Iraqi troops also opened fire on two suicide car bombers who drove up to the headquarters of the Iraqi army's 2nd Battalion near the oil-rich northern city of Kirkuk, but the attackers set off their explosions, killing four soldiers and wounding 10, said Iraqi Maj. Gen. Anwar Mohammed Amin. The base protects the area's oil pipelines.

For several months, U.S. and Iraqi officials have been discussing proposals to transfer responsibility of security in cities such as Baghdad from American forces to newly trained Iraqi police and soldiers.

On Oct. 28, U.S. President George W. Bush and Iraqi Prime Minister Nouri al-Maliki outlined three goals: speeding up the training of Iraq's security forces; moving ahead with Iraqi control of its forces; and making the Iraqi government responsible for the country's security.

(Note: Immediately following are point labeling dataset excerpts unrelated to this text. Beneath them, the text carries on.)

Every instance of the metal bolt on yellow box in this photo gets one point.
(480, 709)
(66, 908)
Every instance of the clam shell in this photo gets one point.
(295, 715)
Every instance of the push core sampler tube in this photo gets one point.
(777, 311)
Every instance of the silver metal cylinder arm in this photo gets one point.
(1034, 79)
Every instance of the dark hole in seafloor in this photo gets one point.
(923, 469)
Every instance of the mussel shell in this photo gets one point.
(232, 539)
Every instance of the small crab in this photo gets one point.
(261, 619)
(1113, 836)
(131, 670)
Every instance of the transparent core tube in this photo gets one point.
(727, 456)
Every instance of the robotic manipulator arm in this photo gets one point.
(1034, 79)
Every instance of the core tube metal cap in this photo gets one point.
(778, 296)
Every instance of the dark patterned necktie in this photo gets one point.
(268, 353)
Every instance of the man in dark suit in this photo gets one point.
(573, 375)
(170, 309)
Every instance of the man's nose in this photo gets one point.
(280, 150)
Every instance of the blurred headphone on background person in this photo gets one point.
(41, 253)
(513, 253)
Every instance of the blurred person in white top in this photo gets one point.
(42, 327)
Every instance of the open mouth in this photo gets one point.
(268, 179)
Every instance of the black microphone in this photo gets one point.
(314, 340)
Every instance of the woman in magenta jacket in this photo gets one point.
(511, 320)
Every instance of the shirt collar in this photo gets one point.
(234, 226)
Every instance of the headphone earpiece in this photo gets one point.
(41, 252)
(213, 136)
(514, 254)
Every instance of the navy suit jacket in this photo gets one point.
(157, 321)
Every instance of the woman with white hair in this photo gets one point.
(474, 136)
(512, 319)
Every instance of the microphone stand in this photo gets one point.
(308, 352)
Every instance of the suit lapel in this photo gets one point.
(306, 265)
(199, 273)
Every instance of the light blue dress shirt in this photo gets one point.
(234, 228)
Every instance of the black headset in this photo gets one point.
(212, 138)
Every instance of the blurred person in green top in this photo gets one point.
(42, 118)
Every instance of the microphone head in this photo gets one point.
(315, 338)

On Dec. 5, Maj. Gen. William Caldwell, the country's top American military spokesman, told reporters in Baghdad that the U.S. military expects all of Iraq to be under the control of Iraqi forces by mid-2007. He said this is part of an accelerated timetable discussed by Bush and al-Maliki during their summit in Jordan late last month.

The U.S. maintains about 140,000 troops in Iraq and is now considering changing its strategic course in the country, which the U.S.-led coalition invaded in March 2003.

In other developments:

  • It was three years ago Wednesday that American forces acting on a tip found Iraq's deposed dictator hiding in a small underground dugout in a back yard. "Ladies and gentlemen, we got him," U.S. administrator Paul Bremer told journalists in Baghdad, to loud cheers, the following day. Saddam is presently on trial for war crimes and genocide stemming from a military crackdown on Iraq's Kurdish population. He has already been sentenced to death by a separate tribunal.
  • Saudi Arabia has warned it could decide to provide financial support to Iraqi Sunnis if the U.S. pulls its troops out of Iraq, where sectarian violence between the minority Sunnis and majority Iraqi Shiites has threatened to tear apart the country, The New York Times reported. Saudi Arabia is a majority Sunni country and up to now has promised U.S. officials that it would not intervene to assist Iraq's Sunni insurgency, according to the report, appearing in Wednesday's edition of The Times and citing anonymous American and Arab diplomatic sources.
  • The New York Times also reported Wednesday that Iraq's government has presented the United States with a plan that calls for Iraqi troops to assume primary responsibility for security in the city of Baghdad by March. The official quoted, Mouwafak al-Rubaie, Iraq's national security adviser, was not available for comment Wednesday morning, but U.S. military spokesman Lt. Col. Christopher Garver said American and Iraqi officials have been weighing proposals about the transfer of power over security in Iraq for several months. The White House says President Bush has largely decided on a new approach to the Iraq war, that he will announce next month, but he gave no public hint of his plan Tuesday when he met with the country's Sunni vice president.
  • America's outgoing No. 2 commander in Iraq has said that curbing unemployment and improving services would help reduce the violence in the country, warning that military muscle cannot win the war alone. At times during his farewell news conference Tuesday, Lt. Gen. Peter Chiarelli — in charge of day-to-day combat operations throughout Iraq — sounded exacerbated, almost despairing, over what he said were misperceptions that American forces were fighting a conventional war or that they can achieve victory without improvements on other fronts.
  • On Tuesday, a suicide bomber struck a crowd of mostly poor Shiites in Baghdad, killing at least 63 people and wounding more than 200 after luring construction workers onto a pickup truck by offering them jobs as they were eating breakfast. The blast, condemned by both Shiite and Sunni lawmakers, came on a day that saw the U.S. military report the deaths of five more troops. At least 59 other Iraqis were also killed or found dead, including an AP Television News cameraman who was shot while covering clashes in the northern city of Mosul.